The Allies’ victory at the Battle of Belleau Wood, which occurred in France from June 1 to June 26, 1918, greatly boosted morale amid the Germans’ Spring Offensive. The battle was the first major engagement of the U.S. army in World War I, and, only 39 miles from Paris, marked the closest the Germans came to the French capital during the war. The struggle for Belleau Wood, at the time a hunting preserve owned by a wealthy Paris businessman, announced to the Germans that the U.S. armed forces had arrived on the Western Front in strength and were eager to fight. It was a tough baptism of fire for the Americans, but persistence and resolution secured them their first important victory in France. The bravery of the U.S. Army’s 2nd Division, comprising the 4th Marine Brigade (the “Fighting Fifth” and 6th Marine Regiments) was especially noteworthy. In recognition of their service and sacrifice, the French renamed Belleau Wood the “Bois de la Brigade de Marine”—Wood of the Marine Brigade—and awarded the 4th Marine Brigade the coveted Croix de Guerre.
As the Germans tried to extend and develop their offensive against the French on the Marne River, they came up against the U.S. 2nd and 3rd Divisions at Château-Thierry and Belleau Wood. Having been checked at Château-Thierry, the Germans advanced through the nearby Belleau Wood, named for a clear spring at its heart, and then encountered more of the 2nd Division and a brigade of U.S. Marines. Neighboring French troops began to fall back and urged the Americans to do likewise, eliciting the famous response from U.S. Marine Captain Lloyd W. Williams: “Retreat? Hell, we just got here!” Many of the retreating French troops, inspired, turned back to fight alongside the American troops. The Allied troops dug in and with a fine display of marksmanship held the German attack on June 4.

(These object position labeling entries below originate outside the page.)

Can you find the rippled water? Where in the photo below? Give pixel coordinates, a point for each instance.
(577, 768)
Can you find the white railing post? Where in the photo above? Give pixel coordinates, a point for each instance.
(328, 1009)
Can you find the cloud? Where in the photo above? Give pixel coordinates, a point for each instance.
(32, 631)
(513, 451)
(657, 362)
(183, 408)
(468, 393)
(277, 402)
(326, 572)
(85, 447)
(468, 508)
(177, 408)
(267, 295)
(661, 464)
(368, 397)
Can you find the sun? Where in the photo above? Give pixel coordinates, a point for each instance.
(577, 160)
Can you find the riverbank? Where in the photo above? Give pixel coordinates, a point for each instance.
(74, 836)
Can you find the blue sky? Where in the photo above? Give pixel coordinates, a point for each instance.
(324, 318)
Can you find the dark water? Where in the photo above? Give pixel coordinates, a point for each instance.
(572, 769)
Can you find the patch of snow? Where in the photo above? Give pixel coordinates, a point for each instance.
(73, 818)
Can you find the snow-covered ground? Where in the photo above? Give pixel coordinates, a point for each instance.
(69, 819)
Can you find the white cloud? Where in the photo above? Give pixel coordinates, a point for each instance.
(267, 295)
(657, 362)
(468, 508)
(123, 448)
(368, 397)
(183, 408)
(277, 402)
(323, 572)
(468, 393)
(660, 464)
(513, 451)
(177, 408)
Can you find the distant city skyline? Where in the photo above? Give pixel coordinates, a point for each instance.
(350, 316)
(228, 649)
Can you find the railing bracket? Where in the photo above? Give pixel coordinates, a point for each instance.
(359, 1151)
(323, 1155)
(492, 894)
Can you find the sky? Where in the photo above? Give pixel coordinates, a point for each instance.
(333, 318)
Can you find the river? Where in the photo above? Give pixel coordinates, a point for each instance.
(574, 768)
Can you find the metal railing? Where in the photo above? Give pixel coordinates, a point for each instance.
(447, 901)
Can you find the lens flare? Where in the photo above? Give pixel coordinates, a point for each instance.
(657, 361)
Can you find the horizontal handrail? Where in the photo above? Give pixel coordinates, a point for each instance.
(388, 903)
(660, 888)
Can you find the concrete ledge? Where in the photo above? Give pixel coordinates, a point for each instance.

Although heavily outnumbered, the Americans went on the offensive and attacked the German positions in front of Belleau Wood on June 6, suffering heavy losses in the process (the highest in U.S. Marine Corps history until the Battle of Tarawa in 1943); casualties were particularly high among commissioned and noncommissioned officers. A subsequent attack gained the Americans a foothold on the edge of the wood, but progress was painfully slow, the enthusiasm of the Americans being met by equal determination from the defending Germans and their movements impeded by a difficult terrain of low cliffs, rock outcroppings, streams, and ravines. The fighting was relentless, much of it at close quarters and involving bayonets, knives, and even fists. The Americans launched six attacks before the Germans were finally expelled from Belleau Wood on June 26. Subsequently, the adjacent villages of Vaux and Bouresche were also secured by the American forces as the Germans fell back to new positions.
The Germans had miscalculated the determination of their newly arrived American foe, their general staff convinced that the Americans would be raw and untrained and would require months to become combat-ready. They were instead moved to dub the Marines Teufel Hunden, “Devil Dogs,” the Marine Corps’ unofficial nickname to this day.
Now protected ground, Belleau Wood lies just outside the Aisne-Marne American Cemetery, its centerpiece a monument erected by the Marine Corps to honor the fallen.
Losses: American, 9,777 casualties (1,811 killed); German, 9,500 casualties, including 1,600 captured.